Traçabilité des achats
Les industriels font face à un blocage, notamment, au niveau des contrôles effectués par la gendarmerie royale. Hassan Mojahed, responsable vétérinaire au service contrôle à l’ONSSA soutient, lui, que pour les établissements agrées et les armateurs respectant les cahiers des charges, le problème ne se pose guère. «Les opérateurs qui n’ont pas eu de certificats sanitaires, soit ils n’avaient pas émis une demande d’agrément, soit ils n’avaient pas respecté les conditions requises dans le cahier des charges», explique-t-il. Au ministère de l’Agriculture et de la pêche maritime, une source note que depuis le 1er septembre 2015, les armateurs devaient opérer toutes leurs transactions à l’intérieur des halles partout au Maroc. «Lors d’une réunion tenue, en avril dernier, les armateurs s’étaient en effet engagés à abandonner leurs pratiques d’éviscérer le requin en pleine mer dans des conditions hors normes», soulignent les mêmes sources. Celles-ci indiquent que le ministère leur a même fixé une date limite, celle du 1er septembre, avant que les armateurs puissent disposer également d’autorisation sanitaire. Le 1er juin 2015, rappelons-le, le département de la Pêche maritime avait mis en place une nouvelle procédure de traçabilité et de certification des produits de la pêche (www.leseco.ma).

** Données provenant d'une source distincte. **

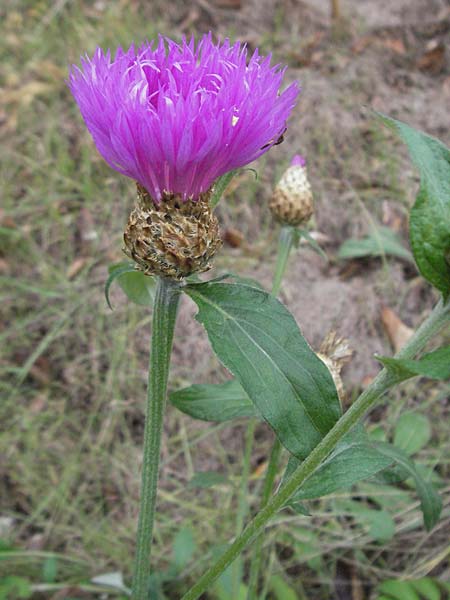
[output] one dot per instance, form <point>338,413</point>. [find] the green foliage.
<point>281,590</point>
<point>425,588</point>
<point>357,458</point>
<point>381,242</point>
<point>214,402</point>
<point>412,432</point>
<point>353,460</point>
<point>258,340</point>
<point>206,479</point>
<point>434,365</point>
<point>220,186</point>
<point>183,548</point>
<point>430,215</point>
<point>138,287</point>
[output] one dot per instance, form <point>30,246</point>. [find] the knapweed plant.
<point>180,119</point>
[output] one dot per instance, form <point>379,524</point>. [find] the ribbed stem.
<point>383,381</point>
<point>164,316</point>
<point>243,499</point>
<point>271,473</point>
<point>285,243</point>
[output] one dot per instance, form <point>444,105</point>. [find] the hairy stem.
<point>383,382</point>
<point>285,243</point>
<point>164,316</point>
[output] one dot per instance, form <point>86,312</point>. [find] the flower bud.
<point>335,352</point>
<point>292,201</point>
<point>172,238</point>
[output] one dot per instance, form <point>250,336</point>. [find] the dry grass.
<point>73,373</point>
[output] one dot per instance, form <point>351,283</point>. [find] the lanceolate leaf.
<point>258,340</point>
<point>138,287</point>
<point>348,464</point>
<point>382,241</point>
<point>429,499</point>
<point>214,402</point>
<point>430,215</point>
<point>435,365</point>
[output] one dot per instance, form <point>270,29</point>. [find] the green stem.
<point>164,316</point>
<point>384,380</point>
<point>271,473</point>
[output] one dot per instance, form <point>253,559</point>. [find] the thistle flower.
<point>292,201</point>
<point>175,117</point>
<point>335,352</point>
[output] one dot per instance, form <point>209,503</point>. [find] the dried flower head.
<point>335,352</point>
<point>174,117</point>
<point>292,201</point>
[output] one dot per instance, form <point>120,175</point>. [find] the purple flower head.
<point>174,117</point>
<point>298,161</point>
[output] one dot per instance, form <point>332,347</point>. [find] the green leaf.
<point>258,340</point>
<point>381,242</point>
<point>183,548</point>
<point>429,225</point>
<point>434,365</point>
<point>220,186</point>
<point>214,402</point>
<point>430,501</point>
<point>427,588</point>
<point>138,287</point>
<point>398,590</point>
<point>206,479</point>
<point>381,524</point>
<point>412,432</point>
<point>351,461</point>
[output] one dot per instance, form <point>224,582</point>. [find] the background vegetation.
<point>74,373</point>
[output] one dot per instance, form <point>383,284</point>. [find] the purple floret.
<point>174,117</point>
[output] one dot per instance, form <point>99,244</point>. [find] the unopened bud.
<point>292,201</point>
<point>335,352</point>
<point>173,238</point>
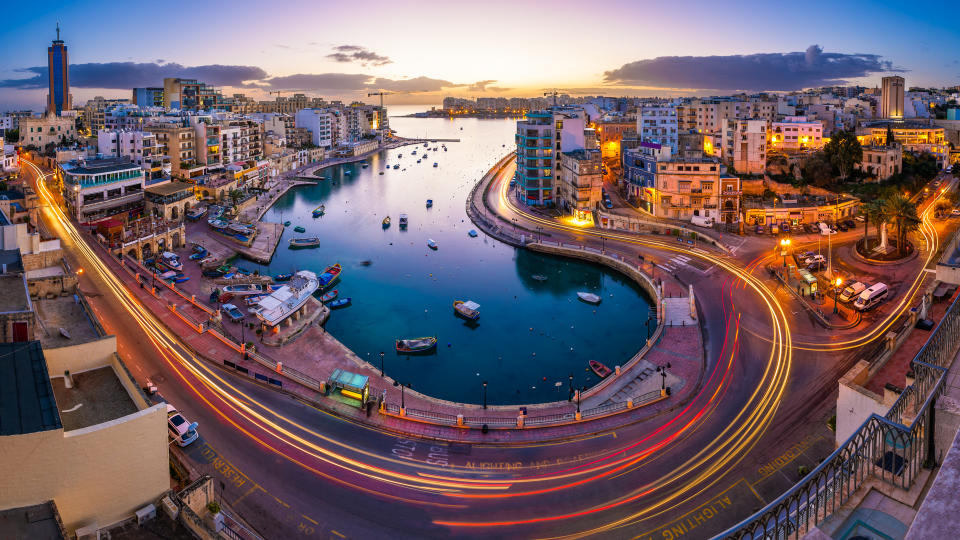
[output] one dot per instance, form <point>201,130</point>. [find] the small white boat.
<point>589,298</point>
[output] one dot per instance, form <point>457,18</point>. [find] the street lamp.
<point>836,293</point>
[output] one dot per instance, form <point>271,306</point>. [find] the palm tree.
<point>903,217</point>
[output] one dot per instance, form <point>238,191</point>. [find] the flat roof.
<point>27,403</point>
<point>96,397</point>
<point>13,294</point>
<point>37,522</point>
<point>169,188</point>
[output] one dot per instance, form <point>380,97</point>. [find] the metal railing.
<point>883,447</point>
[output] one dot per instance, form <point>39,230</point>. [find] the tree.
<point>904,218</point>
<point>844,151</point>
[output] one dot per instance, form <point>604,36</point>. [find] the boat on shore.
<point>342,302</point>
<point>599,369</point>
<point>589,298</point>
<point>308,242</point>
<point>416,344</point>
<point>289,298</point>
<point>330,276</point>
<point>468,310</point>
<point>329,296</point>
<point>171,261</point>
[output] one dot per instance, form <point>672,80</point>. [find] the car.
<point>179,429</point>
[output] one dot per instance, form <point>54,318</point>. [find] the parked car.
<point>852,291</point>
<point>179,429</point>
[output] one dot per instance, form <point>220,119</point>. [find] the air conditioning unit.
<point>146,513</point>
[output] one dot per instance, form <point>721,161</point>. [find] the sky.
<point>425,50</point>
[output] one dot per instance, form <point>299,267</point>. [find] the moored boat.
<point>329,296</point>
<point>310,241</point>
<point>467,310</point>
<point>589,298</point>
<point>416,344</point>
<point>330,275</point>
<point>601,370</point>
<point>342,302</point>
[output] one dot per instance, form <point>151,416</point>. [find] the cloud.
<point>126,75</point>
<point>356,53</point>
<point>761,71</point>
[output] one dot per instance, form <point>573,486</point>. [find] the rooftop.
<point>27,404</point>
<point>13,294</point>
<point>169,188</point>
<point>100,166</point>
<point>40,521</point>
<point>96,397</point>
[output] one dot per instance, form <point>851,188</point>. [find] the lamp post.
<point>836,294</point>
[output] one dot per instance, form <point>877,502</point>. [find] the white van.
<point>851,291</point>
<point>871,297</point>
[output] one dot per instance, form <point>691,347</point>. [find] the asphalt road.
<point>291,470</point>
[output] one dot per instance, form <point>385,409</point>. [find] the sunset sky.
<point>429,49</point>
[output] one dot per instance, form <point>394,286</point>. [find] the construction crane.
<point>382,113</point>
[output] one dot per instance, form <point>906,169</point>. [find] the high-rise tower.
<point>58,68</point>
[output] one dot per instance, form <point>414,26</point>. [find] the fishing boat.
<point>244,289</point>
<point>288,299</point>
<point>330,276</point>
<point>589,298</point>
<point>329,296</point>
<point>601,370</point>
<point>196,213</point>
<point>467,310</point>
<point>310,241</point>
<point>343,302</point>
<point>171,261</point>
<point>416,344</point>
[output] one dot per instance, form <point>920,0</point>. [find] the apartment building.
<point>179,143</point>
<point>881,162</point>
<point>541,136</point>
<point>744,145</point>
<point>657,123</point>
<point>695,187</point>
<point>796,133</point>
<point>100,188</point>
<point>141,147</point>
<point>40,131</point>
<point>581,182</point>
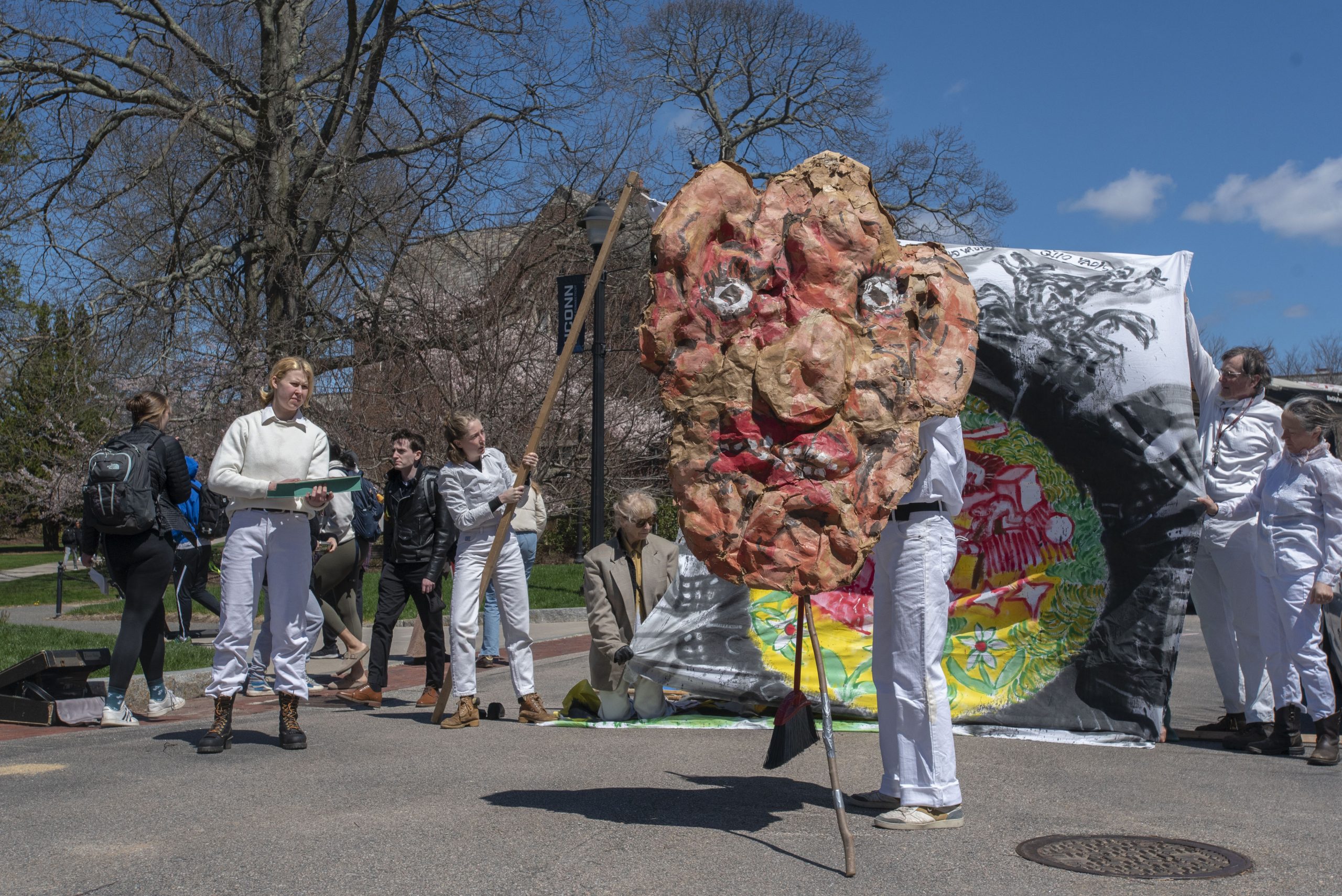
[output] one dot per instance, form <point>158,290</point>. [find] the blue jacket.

Depuis cette date, les opérateurs du secteur, dont ceux notamment de l’huile de foie de requin, sont contraints de disposer d’un document attestant l’état de traçabilité des achats. Toutefois, cette nouvelle procédure n’aurait pas pour autant réglé le problème de l’informel. Le document en question ne serait pas obligatoire dans certains ports.